Timestep semantics across DSLs. The .loop() operator encodes structural recurrence but not scheduling semantics. StockFlow uses it for accumulation, Control uses it for observation feedback, OGS uses it for round iteration. These are semantically distinct even though structurally identical at the IR level. If a shared simulation harness is built, the meaning of a timestep must be formalized. See RQ2.

Canonical projection unification. GDS projects specifications to h = f . g. OGS will project to equilibrium structure. Stock-flow will project to system dynamics equations. Are these projections related by a natural transformation? If the composition algebra is a free category and each semantic layer is a functor into its target category, then the canonical projections may be components of natural transformations between these functors. This would enable principled cross-domain translation.

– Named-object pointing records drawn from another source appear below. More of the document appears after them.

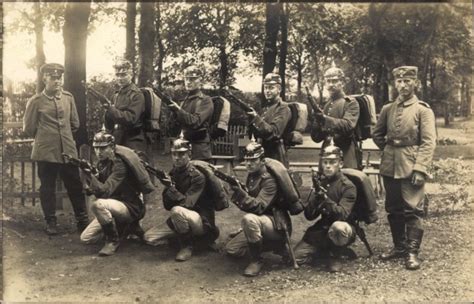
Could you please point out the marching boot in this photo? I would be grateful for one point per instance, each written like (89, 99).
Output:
(414, 236)
(256, 264)
(112, 240)
(397, 227)
(51, 227)
(186, 247)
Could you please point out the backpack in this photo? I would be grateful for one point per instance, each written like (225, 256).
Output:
(299, 120)
(365, 208)
(367, 116)
(219, 124)
(134, 163)
(151, 122)
(285, 184)
(214, 185)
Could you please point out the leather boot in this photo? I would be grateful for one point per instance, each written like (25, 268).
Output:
(112, 241)
(414, 236)
(256, 264)
(51, 227)
(186, 247)
(397, 227)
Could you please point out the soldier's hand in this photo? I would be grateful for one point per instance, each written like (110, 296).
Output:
(252, 114)
(418, 179)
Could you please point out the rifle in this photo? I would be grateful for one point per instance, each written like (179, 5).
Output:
(312, 102)
(164, 178)
(245, 107)
(164, 97)
(231, 180)
(80, 163)
(104, 101)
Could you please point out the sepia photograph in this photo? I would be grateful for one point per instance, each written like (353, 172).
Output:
(237, 152)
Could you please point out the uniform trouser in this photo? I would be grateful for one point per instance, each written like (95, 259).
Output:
(184, 221)
(340, 234)
(105, 211)
(255, 228)
(397, 206)
(48, 173)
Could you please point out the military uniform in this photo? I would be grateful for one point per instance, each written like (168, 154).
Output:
(406, 134)
(332, 231)
(52, 120)
(340, 120)
(269, 128)
(194, 118)
(125, 118)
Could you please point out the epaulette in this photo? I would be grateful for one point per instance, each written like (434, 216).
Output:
(424, 104)
(67, 93)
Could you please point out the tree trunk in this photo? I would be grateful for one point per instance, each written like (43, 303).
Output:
(130, 25)
(39, 45)
(76, 21)
(146, 43)
(283, 48)
(161, 49)
(272, 25)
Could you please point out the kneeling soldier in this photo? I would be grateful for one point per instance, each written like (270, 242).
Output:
(331, 234)
(192, 215)
(264, 203)
(118, 194)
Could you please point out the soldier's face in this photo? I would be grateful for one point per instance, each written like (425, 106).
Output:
(123, 78)
(180, 159)
(254, 165)
(331, 167)
(52, 83)
(104, 153)
(406, 87)
(334, 85)
(191, 83)
(271, 91)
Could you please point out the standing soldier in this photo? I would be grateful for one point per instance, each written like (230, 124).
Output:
(51, 118)
(266, 209)
(339, 118)
(192, 213)
(124, 117)
(117, 188)
(332, 233)
(194, 115)
(405, 132)
(268, 128)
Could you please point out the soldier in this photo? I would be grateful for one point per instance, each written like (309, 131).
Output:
(264, 203)
(405, 132)
(124, 117)
(192, 214)
(338, 118)
(194, 115)
(51, 118)
(269, 128)
(332, 233)
(118, 205)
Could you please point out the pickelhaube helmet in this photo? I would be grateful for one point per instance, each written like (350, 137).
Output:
(332, 152)
(272, 78)
(180, 145)
(253, 150)
(192, 72)
(122, 65)
(52, 69)
(103, 139)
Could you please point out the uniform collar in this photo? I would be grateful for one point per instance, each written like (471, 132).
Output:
(55, 96)
(407, 102)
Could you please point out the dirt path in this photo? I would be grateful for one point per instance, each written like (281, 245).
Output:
(37, 267)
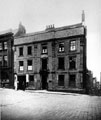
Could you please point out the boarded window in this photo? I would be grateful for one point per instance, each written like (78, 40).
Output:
(72, 62)
(21, 67)
(1, 46)
(61, 47)
(72, 45)
(29, 50)
(5, 60)
(61, 63)
(21, 51)
(61, 80)
(44, 49)
(5, 45)
(72, 81)
(29, 64)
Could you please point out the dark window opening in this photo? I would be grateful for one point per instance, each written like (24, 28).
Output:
(44, 49)
(29, 64)
(0, 60)
(21, 65)
(72, 80)
(44, 64)
(1, 46)
(72, 62)
(31, 77)
(61, 63)
(72, 45)
(61, 80)
(29, 50)
(21, 51)
(5, 61)
(61, 47)
(5, 45)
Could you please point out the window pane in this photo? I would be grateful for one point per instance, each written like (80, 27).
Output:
(61, 80)
(72, 81)
(5, 60)
(29, 50)
(5, 45)
(73, 45)
(29, 64)
(44, 48)
(21, 51)
(72, 62)
(61, 47)
(0, 46)
(61, 63)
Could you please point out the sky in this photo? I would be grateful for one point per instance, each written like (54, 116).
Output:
(35, 15)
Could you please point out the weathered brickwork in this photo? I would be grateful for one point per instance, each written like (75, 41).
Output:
(6, 60)
(45, 66)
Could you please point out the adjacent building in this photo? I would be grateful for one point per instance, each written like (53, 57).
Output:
(6, 60)
(53, 59)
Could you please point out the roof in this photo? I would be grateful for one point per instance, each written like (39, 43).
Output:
(54, 33)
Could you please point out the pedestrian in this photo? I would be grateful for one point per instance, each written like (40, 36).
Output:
(15, 82)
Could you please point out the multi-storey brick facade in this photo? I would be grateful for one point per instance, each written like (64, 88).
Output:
(6, 60)
(54, 59)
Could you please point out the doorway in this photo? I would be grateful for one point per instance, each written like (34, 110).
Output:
(22, 82)
(44, 73)
(72, 81)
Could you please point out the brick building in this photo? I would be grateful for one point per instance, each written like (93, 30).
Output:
(53, 59)
(6, 59)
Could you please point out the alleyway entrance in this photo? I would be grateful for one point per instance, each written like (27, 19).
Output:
(22, 82)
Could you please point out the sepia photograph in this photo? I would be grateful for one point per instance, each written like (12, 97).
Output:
(50, 60)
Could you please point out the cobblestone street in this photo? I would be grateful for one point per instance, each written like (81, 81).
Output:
(44, 105)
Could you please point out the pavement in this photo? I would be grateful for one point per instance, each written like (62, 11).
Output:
(47, 105)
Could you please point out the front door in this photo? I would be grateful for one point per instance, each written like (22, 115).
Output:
(22, 82)
(44, 73)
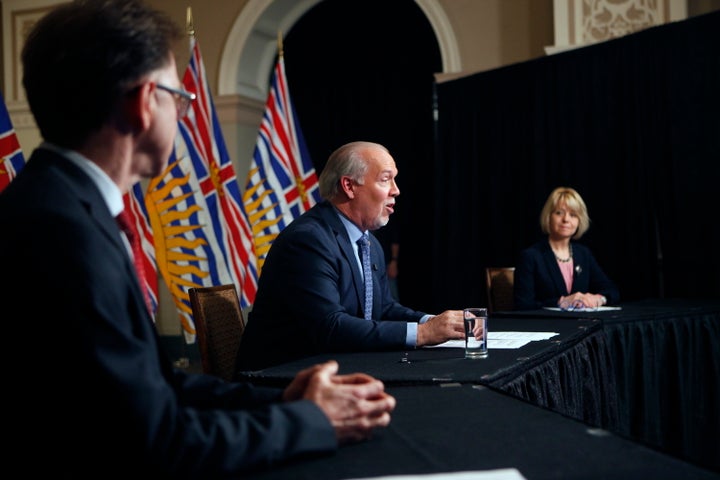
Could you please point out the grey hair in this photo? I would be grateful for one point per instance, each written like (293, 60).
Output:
(346, 161)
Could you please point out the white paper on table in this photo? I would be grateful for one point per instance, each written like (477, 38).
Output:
(498, 474)
(583, 309)
(502, 340)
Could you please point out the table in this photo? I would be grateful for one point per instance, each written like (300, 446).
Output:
(570, 373)
(463, 427)
(650, 372)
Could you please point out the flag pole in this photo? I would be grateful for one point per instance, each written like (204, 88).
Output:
(189, 23)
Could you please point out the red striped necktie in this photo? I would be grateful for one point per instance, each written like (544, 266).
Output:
(123, 221)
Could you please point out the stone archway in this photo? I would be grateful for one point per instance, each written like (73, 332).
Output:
(252, 43)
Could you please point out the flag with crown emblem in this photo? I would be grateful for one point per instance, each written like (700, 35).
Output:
(201, 234)
(11, 156)
(282, 183)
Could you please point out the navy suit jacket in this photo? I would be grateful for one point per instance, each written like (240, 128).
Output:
(311, 294)
(539, 283)
(90, 385)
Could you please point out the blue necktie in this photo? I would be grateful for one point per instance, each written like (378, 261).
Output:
(364, 244)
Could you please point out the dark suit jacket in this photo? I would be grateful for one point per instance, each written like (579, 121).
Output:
(90, 386)
(310, 297)
(539, 283)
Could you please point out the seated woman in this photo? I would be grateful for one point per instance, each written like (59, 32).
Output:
(558, 272)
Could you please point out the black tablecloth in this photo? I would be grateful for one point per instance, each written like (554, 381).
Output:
(649, 372)
(666, 357)
(442, 365)
(444, 429)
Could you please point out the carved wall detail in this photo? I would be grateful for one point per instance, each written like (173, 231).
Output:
(583, 22)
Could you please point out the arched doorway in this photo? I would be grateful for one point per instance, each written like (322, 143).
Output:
(360, 69)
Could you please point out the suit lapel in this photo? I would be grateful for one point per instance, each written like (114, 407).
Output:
(347, 250)
(554, 269)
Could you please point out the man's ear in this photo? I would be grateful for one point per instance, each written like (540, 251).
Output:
(138, 108)
(348, 186)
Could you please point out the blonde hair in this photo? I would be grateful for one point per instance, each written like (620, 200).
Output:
(573, 201)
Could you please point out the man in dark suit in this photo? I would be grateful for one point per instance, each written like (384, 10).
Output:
(92, 393)
(311, 294)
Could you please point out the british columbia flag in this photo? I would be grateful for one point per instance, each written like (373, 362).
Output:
(282, 183)
(199, 230)
(11, 157)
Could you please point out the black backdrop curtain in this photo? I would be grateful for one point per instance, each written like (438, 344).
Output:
(633, 124)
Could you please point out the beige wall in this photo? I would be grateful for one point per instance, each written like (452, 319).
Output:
(488, 34)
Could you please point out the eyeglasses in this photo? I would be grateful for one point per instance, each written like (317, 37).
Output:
(182, 98)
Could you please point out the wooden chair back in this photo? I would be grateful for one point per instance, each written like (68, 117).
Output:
(499, 282)
(219, 326)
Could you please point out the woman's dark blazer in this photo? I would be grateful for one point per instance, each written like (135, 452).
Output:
(539, 282)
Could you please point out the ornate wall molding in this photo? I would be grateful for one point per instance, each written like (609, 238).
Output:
(584, 22)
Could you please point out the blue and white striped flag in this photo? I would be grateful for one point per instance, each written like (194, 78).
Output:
(11, 157)
(282, 183)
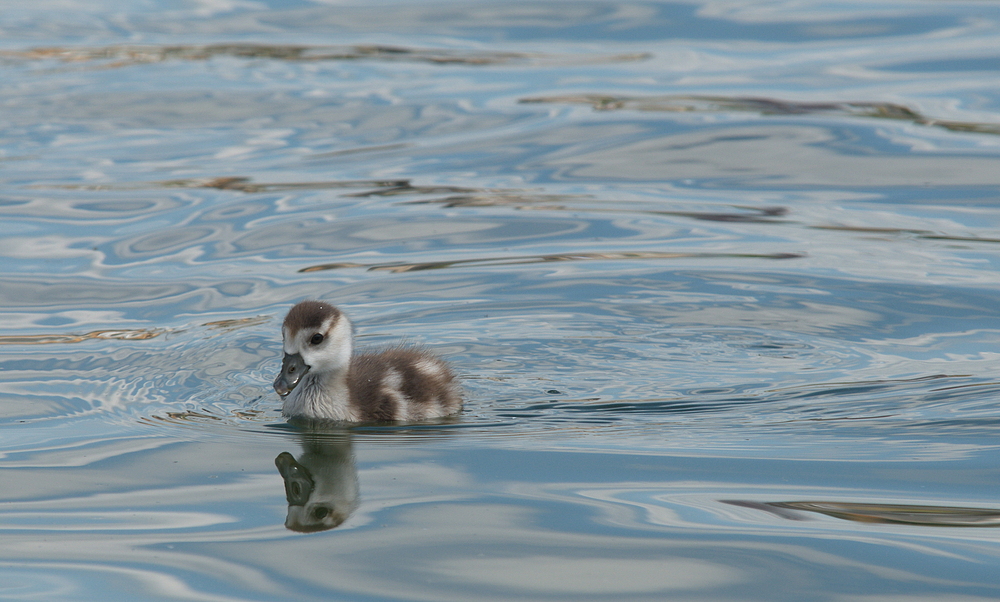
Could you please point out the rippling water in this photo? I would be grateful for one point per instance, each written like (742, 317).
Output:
(719, 279)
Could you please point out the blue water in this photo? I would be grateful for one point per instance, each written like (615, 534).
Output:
(719, 280)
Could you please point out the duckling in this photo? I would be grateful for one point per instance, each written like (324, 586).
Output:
(321, 378)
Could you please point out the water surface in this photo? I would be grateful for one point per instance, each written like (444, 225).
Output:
(719, 280)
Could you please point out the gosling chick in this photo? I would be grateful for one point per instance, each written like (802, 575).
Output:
(321, 378)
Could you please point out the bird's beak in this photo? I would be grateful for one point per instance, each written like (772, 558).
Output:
(293, 368)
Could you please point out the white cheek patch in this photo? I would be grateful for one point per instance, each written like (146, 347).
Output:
(288, 341)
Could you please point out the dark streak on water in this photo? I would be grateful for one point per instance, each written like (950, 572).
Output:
(720, 282)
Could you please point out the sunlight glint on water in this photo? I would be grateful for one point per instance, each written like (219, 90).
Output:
(719, 281)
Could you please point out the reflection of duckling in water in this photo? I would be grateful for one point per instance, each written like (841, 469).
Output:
(320, 378)
(321, 487)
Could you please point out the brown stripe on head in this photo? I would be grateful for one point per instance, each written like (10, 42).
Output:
(309, 315)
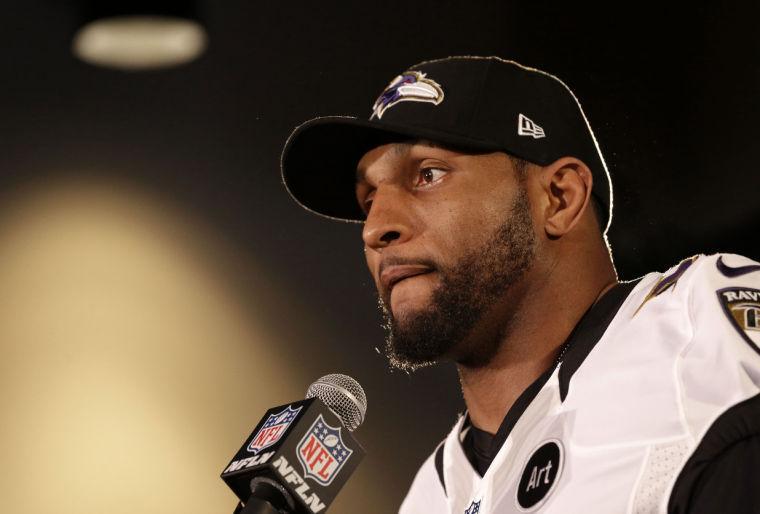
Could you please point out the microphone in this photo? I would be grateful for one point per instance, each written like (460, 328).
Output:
(300, 454)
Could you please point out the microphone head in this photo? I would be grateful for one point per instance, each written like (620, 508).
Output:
(343, 395)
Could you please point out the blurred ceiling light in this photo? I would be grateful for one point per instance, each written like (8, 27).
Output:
(136, 35)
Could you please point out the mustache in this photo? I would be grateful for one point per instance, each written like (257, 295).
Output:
(406, 261)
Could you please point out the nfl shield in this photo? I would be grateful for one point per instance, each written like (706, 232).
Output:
(322, 452)
(273, 429)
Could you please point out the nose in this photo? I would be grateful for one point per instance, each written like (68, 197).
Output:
(388, 220)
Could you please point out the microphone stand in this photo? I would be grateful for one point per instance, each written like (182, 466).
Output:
(267, 497)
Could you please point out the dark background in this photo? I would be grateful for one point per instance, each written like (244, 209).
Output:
(671, 92)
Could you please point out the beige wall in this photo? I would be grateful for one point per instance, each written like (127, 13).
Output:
(132, 361)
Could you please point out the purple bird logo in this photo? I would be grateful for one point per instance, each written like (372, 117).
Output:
(410, 86)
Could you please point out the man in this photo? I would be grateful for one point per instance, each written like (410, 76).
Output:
(485, 200)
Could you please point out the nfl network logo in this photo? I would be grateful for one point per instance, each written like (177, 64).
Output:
(322, 452)
(273, 429)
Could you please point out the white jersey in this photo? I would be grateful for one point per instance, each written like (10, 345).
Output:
(653, 375)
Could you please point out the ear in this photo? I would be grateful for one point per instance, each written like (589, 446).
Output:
(567, 185)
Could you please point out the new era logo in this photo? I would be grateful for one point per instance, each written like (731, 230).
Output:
(527, 127)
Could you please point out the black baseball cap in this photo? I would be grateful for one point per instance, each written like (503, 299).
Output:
(478, 104)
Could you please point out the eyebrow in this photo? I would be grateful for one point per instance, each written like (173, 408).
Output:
(399, 149)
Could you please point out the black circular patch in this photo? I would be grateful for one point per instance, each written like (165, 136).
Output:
(539, 475)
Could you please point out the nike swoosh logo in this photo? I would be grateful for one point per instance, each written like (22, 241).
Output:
(735, 272)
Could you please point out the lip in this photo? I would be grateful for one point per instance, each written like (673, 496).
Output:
(392, 275)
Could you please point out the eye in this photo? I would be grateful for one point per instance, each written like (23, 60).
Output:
(429, 176)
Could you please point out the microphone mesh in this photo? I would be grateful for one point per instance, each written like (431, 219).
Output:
(343, 395)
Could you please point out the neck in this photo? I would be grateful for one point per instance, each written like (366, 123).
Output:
(531, 344)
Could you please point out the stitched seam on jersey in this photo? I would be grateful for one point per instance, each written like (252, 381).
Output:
(680, 356)
(637, 483)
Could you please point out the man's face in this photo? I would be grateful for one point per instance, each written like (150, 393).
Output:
(448, 239)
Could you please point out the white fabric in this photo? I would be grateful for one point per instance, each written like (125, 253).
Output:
(636, 408)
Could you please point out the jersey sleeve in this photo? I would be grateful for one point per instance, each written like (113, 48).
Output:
(426, 495)
(719, 376)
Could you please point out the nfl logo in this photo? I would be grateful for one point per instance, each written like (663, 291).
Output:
(273, 429)
(322, 452)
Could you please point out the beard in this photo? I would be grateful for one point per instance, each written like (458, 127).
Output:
(465, 293)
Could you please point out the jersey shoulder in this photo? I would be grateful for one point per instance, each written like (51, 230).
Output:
(723, 297)
(426, 493)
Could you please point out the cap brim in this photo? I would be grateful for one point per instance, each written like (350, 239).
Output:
(319, 160)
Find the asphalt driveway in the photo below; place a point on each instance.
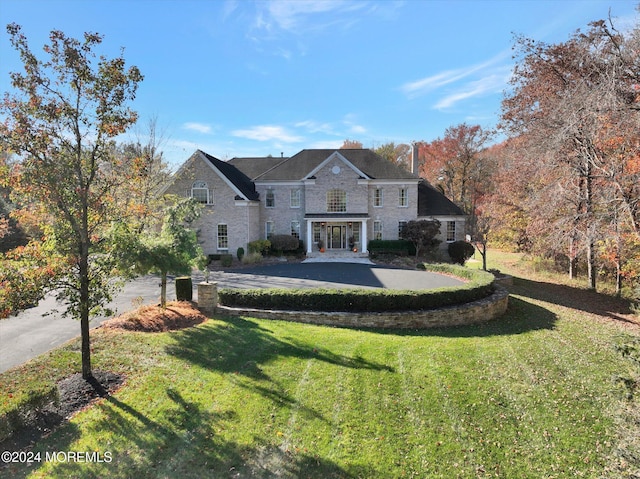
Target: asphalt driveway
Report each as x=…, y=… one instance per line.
x=330, y=275
x=40, y=329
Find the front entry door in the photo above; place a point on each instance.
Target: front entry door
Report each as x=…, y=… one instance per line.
x=337, y=237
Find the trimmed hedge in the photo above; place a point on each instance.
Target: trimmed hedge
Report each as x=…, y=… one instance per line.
x=479, y=285
x=401, y=247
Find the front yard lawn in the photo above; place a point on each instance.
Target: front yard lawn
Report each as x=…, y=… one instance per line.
x=529, y=395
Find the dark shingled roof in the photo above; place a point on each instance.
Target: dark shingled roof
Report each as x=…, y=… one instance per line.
x=235, y=176
x=301, y=164
x=431, y=202
x=254, y=167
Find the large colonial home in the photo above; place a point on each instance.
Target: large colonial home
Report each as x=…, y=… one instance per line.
x=329, y=198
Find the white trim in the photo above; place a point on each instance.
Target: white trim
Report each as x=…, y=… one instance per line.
x=331, y=157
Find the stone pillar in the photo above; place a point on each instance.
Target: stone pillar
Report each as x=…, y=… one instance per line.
x=208, y=297
x=363, y=237
x=309, y=236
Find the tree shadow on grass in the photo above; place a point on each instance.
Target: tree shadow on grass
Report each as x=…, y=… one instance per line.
x=241, y=346
x=577, y=298
x=185, y=441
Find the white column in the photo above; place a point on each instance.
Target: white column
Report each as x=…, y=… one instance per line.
x=363, y=236
x=309, y=236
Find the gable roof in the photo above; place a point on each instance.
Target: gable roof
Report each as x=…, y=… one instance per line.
x=236, y=177
x=432, y=202
x=254, y=167
x=303, y=163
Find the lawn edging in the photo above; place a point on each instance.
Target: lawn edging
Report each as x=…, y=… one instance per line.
x=473, y=312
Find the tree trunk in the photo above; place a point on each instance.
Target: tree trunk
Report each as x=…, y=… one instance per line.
x=591, y=254
x=591, y=264
x=84, y=311
x=163, y=290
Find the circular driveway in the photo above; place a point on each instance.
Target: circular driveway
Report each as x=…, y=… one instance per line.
x=331, y=275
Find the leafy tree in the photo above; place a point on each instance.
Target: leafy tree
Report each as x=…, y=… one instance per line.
x=421, y=233
x=572, y=104
x=61, y=121
x=175, y=249
x=460, y=251
x=399, y=154
x=456, y=165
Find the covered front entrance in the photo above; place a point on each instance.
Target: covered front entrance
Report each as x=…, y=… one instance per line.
x=337, y=237
x=331, y=233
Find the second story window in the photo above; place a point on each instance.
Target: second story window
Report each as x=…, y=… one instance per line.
x=451, y=231
x=336, y=201
x=201, y=193
x=377, y=197
x=377, y=229
x=401, y=226
x=295, y=229
x=295, y=198
x=403, y=197
x=270, y=201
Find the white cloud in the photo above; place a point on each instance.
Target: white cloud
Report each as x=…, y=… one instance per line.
x=297, y=15
x=315, y=127
x=199, y=127
x=267, y=133
x=354, y=128
x=493, y=83
x=326, y=144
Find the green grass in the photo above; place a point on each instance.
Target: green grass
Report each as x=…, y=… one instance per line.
x=529, y=395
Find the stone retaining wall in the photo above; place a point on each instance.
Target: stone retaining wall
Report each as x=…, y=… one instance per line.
x=475, y=312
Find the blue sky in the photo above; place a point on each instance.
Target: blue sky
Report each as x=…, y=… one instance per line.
x=253, y=78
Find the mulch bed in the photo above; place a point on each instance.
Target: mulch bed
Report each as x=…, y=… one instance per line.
x=154, y=319
x=74, y=394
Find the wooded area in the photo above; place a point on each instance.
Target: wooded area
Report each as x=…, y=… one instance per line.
x=565, y=183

Algebraic equivalence laws. What are the precise laws of the composition core? Candidates: - Associativity: (a >> b) >> c ≡ a >> (b >> c), (a | b) | c ≡ a | (b | c) - Identity: id >> a ≡ a ≡ a >> id - Interchange: (a >> b) | (c >> d) ≡ (a | c) >> (b | d) (when types align) - Feedback absorption: conditions under which .feedback() distributes over >>

Formalizing these laws enables equational reasoning about system structure — proving that two different compositions compute the same thing without running them.

Cross-domain semantic embeddings. Can a game-theoretic specification be faithfully embedded in the dynamical systems semantics? If an OGS pattern has a to_system_ir() projection, and GDS has project_canonical(), then composing them gives a path from game to dynamical system. Under what conditions is this faithful? When does it preserve equilibria?

Formal structural reasoning over SystemIR. SystemIR is a directed graph with typed edges. Standard graph-theoretic reasoning (reachability, cuts, flows) already applies — the generic verification checks use it. Can we go further? Model checking over SystemIR, automated invariant generation, compositional refinement proofs?